# Partridge in a Pear Tree?



## bigbird (Aug 19, 2000)

What kind of bird is a "Partridge"?
Are they domesticated or wild.
To what bird family to they belong, and do they make good pets in captivity?
About all I know is that they can be found in pear trees.
Any information will be appreciated.
Thanks,
Carl


----------



## PigeonSitter10 (Feb 18, 2005)

Well i have always guessed that a partridge is a wild bird and i have not heard of anyone having one for a pet so they must be wild and i don't think they would hop away like pigeons do to unknown humans.


----------



## Victor (Dec 18, 2004)

*Partridge bird*

A Partridge is a wild bird that was originally introduced to North America more than 100 years ago The partridge is a small game bird that belongs to the pheasant family.They are native to Europe,the middle east Asia, and Africa. They are very sociable to their own kind ane quite territorial.As far as making good pets, well that is one specie that you would have to work at really earning their trust.Raising one from young hood might be easier I believe.


----------



## TAWhatley (Mar 6, 2001)

http://www.4to40.com/earth/geography/htm/birdsindex.asp?counter=70

The Chukar is a member of this family of birds and is really a beauty. http://www.enature.com/fieldguide/showSpeciesIMG.asp?imageID=17550

I have gotten in a few Chukar's over the years .. while lovely to look at, they are very nervous and flighty birds. I doubt a member of the partridge family would make a good pet and think the bird would be incredibly stressed all the time by someone trying to make a pet of it.

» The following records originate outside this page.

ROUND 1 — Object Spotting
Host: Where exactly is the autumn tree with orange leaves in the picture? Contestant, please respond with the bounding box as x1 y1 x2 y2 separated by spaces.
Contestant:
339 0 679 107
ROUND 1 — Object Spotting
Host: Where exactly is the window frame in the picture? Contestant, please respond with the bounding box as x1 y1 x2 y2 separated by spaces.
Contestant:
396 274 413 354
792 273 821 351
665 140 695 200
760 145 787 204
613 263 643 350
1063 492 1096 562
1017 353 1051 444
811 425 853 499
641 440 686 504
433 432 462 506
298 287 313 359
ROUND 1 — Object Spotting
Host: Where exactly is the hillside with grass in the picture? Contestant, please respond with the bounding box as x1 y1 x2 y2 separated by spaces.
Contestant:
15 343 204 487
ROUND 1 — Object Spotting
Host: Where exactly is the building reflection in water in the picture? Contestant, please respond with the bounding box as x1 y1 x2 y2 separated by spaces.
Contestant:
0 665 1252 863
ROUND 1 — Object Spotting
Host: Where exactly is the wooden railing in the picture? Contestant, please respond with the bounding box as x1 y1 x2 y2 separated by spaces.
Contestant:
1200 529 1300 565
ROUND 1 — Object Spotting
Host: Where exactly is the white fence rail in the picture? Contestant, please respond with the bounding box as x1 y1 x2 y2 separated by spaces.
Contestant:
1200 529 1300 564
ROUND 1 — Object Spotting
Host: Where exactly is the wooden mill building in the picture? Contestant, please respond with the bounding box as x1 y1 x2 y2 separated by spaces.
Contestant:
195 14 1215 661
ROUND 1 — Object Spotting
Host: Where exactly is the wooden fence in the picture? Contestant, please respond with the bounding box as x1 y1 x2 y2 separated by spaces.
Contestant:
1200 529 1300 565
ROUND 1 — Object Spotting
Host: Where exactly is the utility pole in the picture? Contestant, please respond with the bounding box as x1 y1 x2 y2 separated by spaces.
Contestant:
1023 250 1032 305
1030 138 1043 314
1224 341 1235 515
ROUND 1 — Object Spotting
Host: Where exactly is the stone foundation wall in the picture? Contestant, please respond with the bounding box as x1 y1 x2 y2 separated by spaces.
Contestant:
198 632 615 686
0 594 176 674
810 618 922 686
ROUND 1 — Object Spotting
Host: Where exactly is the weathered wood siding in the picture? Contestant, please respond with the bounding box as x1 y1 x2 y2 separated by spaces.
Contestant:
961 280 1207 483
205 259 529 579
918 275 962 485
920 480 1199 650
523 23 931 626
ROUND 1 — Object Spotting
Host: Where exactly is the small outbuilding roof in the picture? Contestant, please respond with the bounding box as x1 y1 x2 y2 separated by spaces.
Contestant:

Perhaps raising one from a tiny baby would make a difference, but I kind of doubt it.

Terry


----------



## Victor (Dec 18, 2004)

One more point to add Big Bird, I don't think you will really find a partridge in a pear tree.If you do, as Terry added, the partridge would be so stressed  and let's not forget the poor pear tree, or what would be left of it? The 12 days of Christmas was written in England as one of the "catechism songs" to help inspire young catholics to learn the basics of their faith.To learn more about it, here is a link if you choose to visit it: 

http://www.cvc.org/christmas/12days.htm 

Enjoy the holiday music.It might make you want to decorate your lofts!


----------



## winged (Apr 4, 2005)

If i ever wonder somthing about a bird(what it looks like, wild?, etc.) I just go to google.com and type in the name and the results should answer you question http://images.google.com/images?svnum=100&hl=en&lr=&safe=off&q=partridge ha! see...


----------



## Pigeonpal2002 (Jul 27, 2002)

winged said:


> If i ever wonder somthing about a bird(what it looks like, wild?, etc.) I just go to google.com and type in the name and the results should answer you question http://images.google.com/images?svnum=100&hl=en&lr=&safe=off&q=partridge ha! see...



True Winged, 

However, you need to familiarize yourself with the different species and nuances about them in order to give detailed answers and insight in order to deliver the answers speedily Are you an aviculturist yourself?


----------



## bigbird (Aug 19, 2000)

Thanks for the information and your thoughts on the Partridge.
Think I will stick with pigeons.
Carl


----------



## Pigeon-girl1988 (Mar 20, 2005)

*Partridge in a pear tree?*

http://feathersite.com/Poultry/NDG/Partr/BRKChukar.html < Chukar partridge
http://feathersite.com/Poultry/NDG/Partr/BRKGreyPart.html < grey partridge
http://feathersite.com/Poultry/NDG/Partr/BRKRedLeg.html < red legged partridge


----------



## Victor (Dec 18, 2004)

Thank you for sharing the links.They are beautiful birds.But then again,there is beauty in all birds.


----------